Training log of RepLLaMA

texttron / tevatron

Tevatron - A flexible toolkit for neural retrieval research and development.

http://tevatron.ai

Apache License 2.0

435 stars 87 forks source link

Training log of RepLLaMA #104

Closed kyriemao closed 5 months ago

kyriemao commented 5 months ago

Hi Xueguang,

Great work! I am training my own RepLLaMA now and find that the training loss starts from 90+ and quickly drops below 0.1 in around 30 steps (as shown below). Is it normal or could please provide your training log of RepLLaMA?

Thanks!

MXueguang commented 5 months ago

this looks a bit weird. what is your batch size/ training group size setting?
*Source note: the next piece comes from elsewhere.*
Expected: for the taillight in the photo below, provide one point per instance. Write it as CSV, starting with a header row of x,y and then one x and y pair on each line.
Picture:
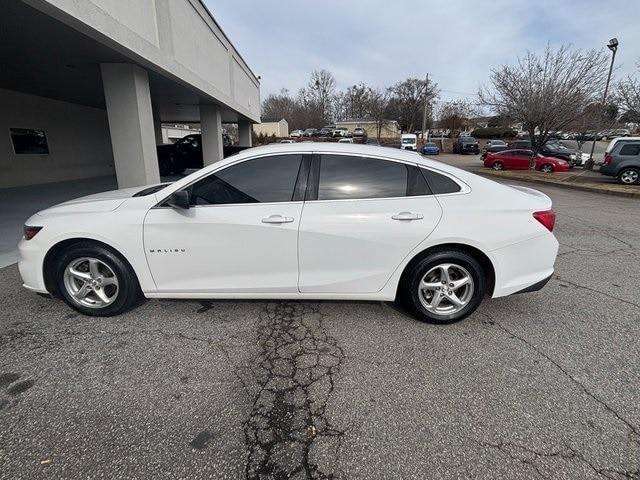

kyriemao commented 5 months ago

this looks a bit weird. what is your batch size/ training group size setting?

The param settings are:

per_gpu_train_batch_size=8,
hard_negatives_per_sample=15,
learning_rate=1e-4,
gradient_accumulation_steps=4.

I use 6 A100 40G GPUs for training.

kyriemao commented 5 months ago

Solved. It is because of my own bug about processing the EOS token. Thanks!

guankaisi commented 5 months ago

Hello, I met the same problem. Can you please tell me how do you solve it? Thank you a lot!